The following letter from Councillor Patricia Morgan, cabinet member for corporate services was published in the Hereford Times on Thursday 31 October 2013.
With reference to your article on sales of council assets (October 17) Herefordshire Council, like many other councils, own many assets ranging from tiny parcels of land to offices such as Plough Lane.
Herefordshire Council has a duty to manage the asset portfolio, so that it uses county taxpayers’ money to the best advantage.
Inevitably over time, some of the assets have become surplus to requirement either because they are not delivering a sufficient return and / or that they are no longer strategically important to support the delivery of services.
Currently the council has a policy for the disposal of surplus assets, which has been in operation since 2009.
The assets recently sold at auction were part of a series of three auctions to sell off surplus assets under the current policy.
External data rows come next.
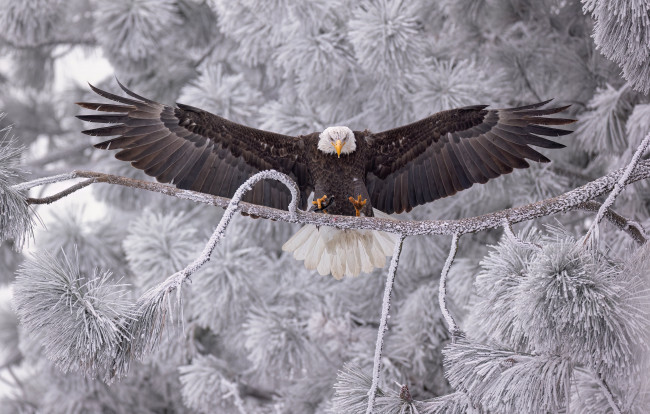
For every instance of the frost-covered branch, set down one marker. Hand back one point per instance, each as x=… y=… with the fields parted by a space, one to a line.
x=631 y=227
x=61 y=194
x=454 y=330
x=568 y=201
x=383 y=324
x=619 y=186
x=154 y=306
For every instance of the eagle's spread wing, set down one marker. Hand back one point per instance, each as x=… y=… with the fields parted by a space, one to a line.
x=196 y=150
x=451 y=150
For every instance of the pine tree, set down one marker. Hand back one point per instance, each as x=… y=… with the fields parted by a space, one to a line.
x=552 y=316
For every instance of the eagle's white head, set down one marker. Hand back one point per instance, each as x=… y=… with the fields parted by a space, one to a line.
x=337 y=140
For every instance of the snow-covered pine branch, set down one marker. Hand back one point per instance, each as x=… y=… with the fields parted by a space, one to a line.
x=568 y=201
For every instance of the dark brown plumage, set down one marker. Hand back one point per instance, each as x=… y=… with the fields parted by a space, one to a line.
x=395 y=170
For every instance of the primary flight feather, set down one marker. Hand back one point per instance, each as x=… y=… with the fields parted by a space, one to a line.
x=350 y=172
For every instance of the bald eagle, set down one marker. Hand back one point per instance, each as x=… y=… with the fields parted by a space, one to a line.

The first was in July and a third is planned for February next year. This is not some ‘fire sale’, but a planned approach to ensure best value for the taxpayer.
There are many ways to sell assets but the key driver must surely be ensuring value for money for the taxpayer.
The use of an auction using a government procured supplier is a tried and tested method available to councils and government departments for asset disposal.
It offers relatively low fixed price commission; is highly competitive as tendered by the government’s procurement service; ensures local, national and global coverage; requires no tendering process so Herefordshire Council incurs no procurement cost; demonstrates best practice and value for money, promoted by the cabinet office and reduces bureaucracy with instant access to service and very quick turnaround.
The results of the two auctions have confirmed that this has been a good decision.
All lots at both auctions sold with 24 hours. All reserve prices were met and many substantially exceeded. A competitive auction attracted local, national and international interest.
All money raised at the auction from sales must go into the corporate capital pot. This money can only be used to offset debt or fund a capital project. If debt is offset this can support the revenue position as interest payments will be reduced.